Researchers have discovered that the Chinese soft-shelled turtle passes waste through its mouth.
The Chinese soft-shelled turtles (Pelodiscus sinensis) are a delicacy in many parts of Asia. The turtles can be seen dunking their heads in small puddles of water, despite the fact that they use lungs to breath. For a long time, many researchers had tried to find why they behave this way.
Ip Yuen Kwong, from the National University of Singapore (NUS), is one of the people who went all the way to find the reason behind the turtle's strange behavior. After closely studying Chinese soft-shell turtles in a lab, Professor Ip along, with his colleague Shit Fun Chew of Nanyang Technological University in Singapore, found that the turtle passed waste through its mouth and for a turtle that lives in brackish waters; this strategy is the best one that it has got to adopt to the environment.
The researchers put a set of turtles in water for six days. They found that the turtles had released just about 6 percent of the total urea produced in the body via the kidneys. When the researchers let the turtles near small puddles of water, they found that the turtles expelled 50 times more urea through their mouths in the puddles of water than through their cloaca, a small posterior opening that the amphibian uses to remove urine and feces.
The research team then injected urea in the turtle's body and measured the levels of urea in the blood and saliva of the turtle.
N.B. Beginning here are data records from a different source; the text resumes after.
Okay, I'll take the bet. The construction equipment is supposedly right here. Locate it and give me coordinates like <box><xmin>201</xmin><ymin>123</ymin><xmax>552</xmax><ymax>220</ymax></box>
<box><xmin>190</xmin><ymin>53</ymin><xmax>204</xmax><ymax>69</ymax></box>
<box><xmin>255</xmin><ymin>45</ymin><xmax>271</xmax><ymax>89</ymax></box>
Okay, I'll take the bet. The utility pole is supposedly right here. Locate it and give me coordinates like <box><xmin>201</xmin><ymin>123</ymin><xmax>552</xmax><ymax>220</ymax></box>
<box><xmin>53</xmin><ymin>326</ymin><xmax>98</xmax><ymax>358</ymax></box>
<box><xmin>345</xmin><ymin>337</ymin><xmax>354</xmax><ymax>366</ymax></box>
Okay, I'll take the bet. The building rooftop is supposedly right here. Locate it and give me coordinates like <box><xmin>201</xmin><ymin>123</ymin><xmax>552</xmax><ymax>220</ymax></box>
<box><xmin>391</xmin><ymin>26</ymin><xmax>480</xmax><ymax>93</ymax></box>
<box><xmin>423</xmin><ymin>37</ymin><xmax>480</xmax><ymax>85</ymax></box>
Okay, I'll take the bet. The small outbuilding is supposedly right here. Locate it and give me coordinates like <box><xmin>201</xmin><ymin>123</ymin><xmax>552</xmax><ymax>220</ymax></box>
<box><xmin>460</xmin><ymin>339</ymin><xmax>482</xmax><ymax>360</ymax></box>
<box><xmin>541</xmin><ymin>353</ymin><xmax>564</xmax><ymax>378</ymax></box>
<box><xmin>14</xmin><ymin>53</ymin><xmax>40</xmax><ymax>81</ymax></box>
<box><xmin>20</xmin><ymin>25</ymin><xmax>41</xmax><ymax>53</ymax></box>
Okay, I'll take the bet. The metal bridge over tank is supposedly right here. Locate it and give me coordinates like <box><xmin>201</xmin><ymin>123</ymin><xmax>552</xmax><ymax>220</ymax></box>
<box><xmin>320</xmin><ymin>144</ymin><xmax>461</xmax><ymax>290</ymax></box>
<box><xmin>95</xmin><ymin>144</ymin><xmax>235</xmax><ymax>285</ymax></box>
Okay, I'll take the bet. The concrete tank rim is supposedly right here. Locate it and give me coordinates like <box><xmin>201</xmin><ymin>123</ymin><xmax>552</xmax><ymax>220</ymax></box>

They found that the level of urea in the saliva was 250 times greater than the level of urea in the blood.
"Throughout [the study] period, the urea excretion rate through the mouth was significantly greater, 15- to 49-fold, than that through the cloaca. These results indicate for the first time that [mouth tissue] processes and rhythmic [throat] movements were involved in urea excretion in P. Sinensis," said Professor Ip, reports BBC.
Professor Ip says that the tiny, finger-like protrusions in the turtle's mouth help it to breath in water, make sodium and excrete urea.
"We were greatly surprised by our novel results because it is generally accepted that the kidney is responsible for the excretion of urea in vertebrates - except fish. Contrary to this common notion, they suggest that the mouth can be a major route of urea excretion in soft-shelled turtles," Professor Ip told the BBC.
Researchers aren't sure why the turtle urinates through its mouth. they say that it is probably because of the environment around the creature has high levels of salt. "Since the buccopharyngeal [mouth and throat] urea excretion route involves only rinsing the mouth with ambient water, the problems associated with drinking brackish water... can be avoided," said the research team.
The study was published in the Journal of Experimental Biology.